The group, which was originally founded to help protect CHC incumbents, has diversified into recruiting new CHC challengers and supporting some of the group’s allies.
In one instance in the 2022 cycle, Bold PAC butted heads in a Democratic primary against the party’s leadership caucus and a huge cryptocurrency investment, and came out on top.
The group’s growth in large part has moved in parallel with its fundraising success.
Ahead of the 2014 cycle, it raised less than a million dollars, a figure which jumped to more than $6 million ahead of 2016, $11 million for 2018, $18 million for 2020 and $12 million for 2022, a midterm election.
CHC members have pushed for — and benefited from — Bold PAC’s growth, often complaining about cultural competency and flat-footed minority outreach in other institutions within the party’s campaign apparatus.
“Historically, our candidates have been underfunded, and the party doesn’t always, you know, recognize the value in investing in our candidates. I think over time, that’s what we started to change. And with [Rep.] Suzan DelBene (D-Wash.) at the DCCC — she’s my seatmate on Ways and Means — I hope to coordinate better with the DCCC,” Sánchez said.
In 2022, the group made $6 million in direct investments for Latino candidates, with members like Sánchez and Cárdenas deeply involved in Bold PAC’s independent expenditures program.
Gallego, announcing the end of his tenure, touted the professionalization of Bold PAC, saying he didn’t know and had “no concerns either” about who would lead the group, even before Sánchez and Torres announced their bids.
Sánchez told The Hill her tenure at Bold PAC will be a “natural continuation” of her previous work in the CHC.

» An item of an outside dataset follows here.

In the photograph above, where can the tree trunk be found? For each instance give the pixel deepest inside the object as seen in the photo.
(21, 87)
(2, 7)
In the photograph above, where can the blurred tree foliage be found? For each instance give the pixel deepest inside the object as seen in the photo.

“All the years that I’ve served in Congress, I’ve been recruiting candidates, I’ve been campaigning for candidates, I’ve been funding candidates, I’ve been trying to elevate our members once they get elected to the right committee assignments and introducing them to other ways in which they can participate here on the Hill and grow our power, grow our gravitas here on the Hill. So it’s just a natural extension of that,” she said.